Hallo zusammen,
ich lerne jetzt seit ungefähr 6 Wochen Schwedisch und hänge gerade bei einem Punkt fest, der mich wirklich wahnsinnig macht: die Artikel en und ett. Im Deutschen haben wir ja schon drei Genera, was schon genug Chaos ist – aber im Schwedischen kommt mir das noch willkürlicher vor.

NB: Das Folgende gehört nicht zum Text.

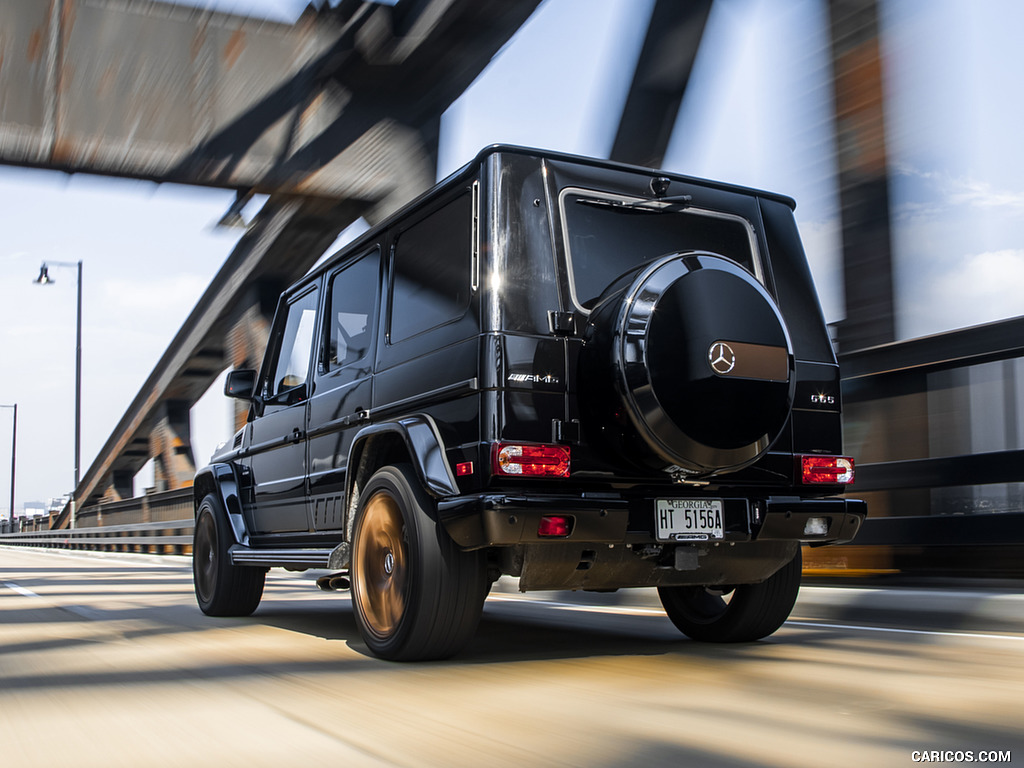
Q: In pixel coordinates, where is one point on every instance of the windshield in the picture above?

Ich habe gelesen, dass ca. 75-80% aller Nomen Utrum sind (also 'en'), und nur etwa 20-25% Neutrum ('ett'). Klingt erstmal nach guten Odds für's Raten, aber das hilft mir ja nicht beim Lernen.
Meine Frage: Gibt es irgendwelche Regeln oder Muster, nach denen man erkennen kann, ob ein Wort en oder ett ist? Zum Beispiel anhand von Wortendungen, Wortfeldern oder Herkunft des Wortes? Oder ist das tatsächlich größtenteils Auswendiglernen, wie manche behaupten?
Ich versuche gerade, das Vokabellernen so effizient wie möglich zu gestalten – ich habe mir vorgenommen, bis Ende des Sommers (also ungefähr bis August/September) ein solides A2-Niveau zu erreichen. Da wäre es schon schön, wenn ich nicht bei jedem neuen Wort einfach würfeln muss.
Freue mich über jeden Tipp! 🙂
Also ich bin da ehrlichgesagt etwas skeptisch ob man das wirklich systematisch lernen kann. Ich hab selbst ne weile gebraucht bis ich begriffen hab dass bei Sprachen manche Sachen einfach durch Wiederholung ins Fleisch übergehen und nciht durch Regeln.
Klar, die Endungsregeln sind nice to know. Aber wenn du in einem echten Gespräch bist überlegst du ja nicht 'warte mal, endet das auf -ing? Dann ist es Utrum!' Das passiert zu langsam. Ich würd sagen: Regeln als Orientierung okay, aber hauptsächlich durch Lesen und Hören lernen.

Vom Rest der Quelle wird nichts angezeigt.